Summary: A novel wearable magnetic metamaterial could help make MRI imaging faster, cheaper, and crisper.
Source: Boston University
It may look like a bizarre bike helmet, or a piece of equipment found in Doc Brown’s lab in Back to the Future, yet this gadget made of plastic and copper wire is a technological breakthrough with the potential to revolutionize medical imaging. Despite its playful look, the device is actually a metamaterial, packing in a ton of physics, engineering, and mathematical know-how.
It was developed by Xin Zhang, a College of Engineering professor of mechanical engineering, and her team of scientists at BU’s Photonics Center. They’re experts in metamaterials, a type of engineered structure created from small unit cells that might be unspectacular alone, but when grouped together in a precise way, get new superpowers not found in nature. Metamaterials, for instance, can bend, absorb, or manipulate waves—such as electromagnetic waves, sound waves, or radio waves.
Each unit cell, also called a resonator, is typically arranged in a repeating pattern in rows and columns; they can be designed in different sizes and shapes, and placed at different orientations, depending on which waves they’re designed to influence.
Metamaterials can have many novel functions. Zhang, who is also a professor of electrical and computer engineering, biomedical engineering, and materials science and engineering, has designed an acoustic metamaterial that blocks sound without stopping airflow (imagine quieter jet engines and air conditioners) and a magnetic metamaterial that can improve the quality of magnetic resonance imaging (MRI) machines used for medical diagnosis.
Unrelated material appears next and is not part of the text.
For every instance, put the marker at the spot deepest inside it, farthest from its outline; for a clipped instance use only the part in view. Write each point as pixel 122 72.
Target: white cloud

Now, Zhang and her team have taken their work a step further with the wearable metamaterial. The dome-shaped device, which fits over a person’s head and can be worn during a brain scan, boosts MRI performance, creating crisper images that can be captured at twice the normal speed.
The helmet is fashioned from a series of magnetic metamaterial resonators, which are made from 3D-printed plastic tubes wrapped in copper wiring, grouped on an array, and precisely arranged to channel the magnetic field of the MRI machine. Placing the magnetic metamaterial—in helmet form or as the originally designed flat array—near the part of the body to be scanned, says Zhang, could make MRIs less costly and more time efficient for doctors, radiologists, and patients—all while improving image quality.
Eventually, the magnetic metamaterial has the potential to be used in conjunction with cheaper low-field MRI machines to make the technology more widely available, particularly in the developing world.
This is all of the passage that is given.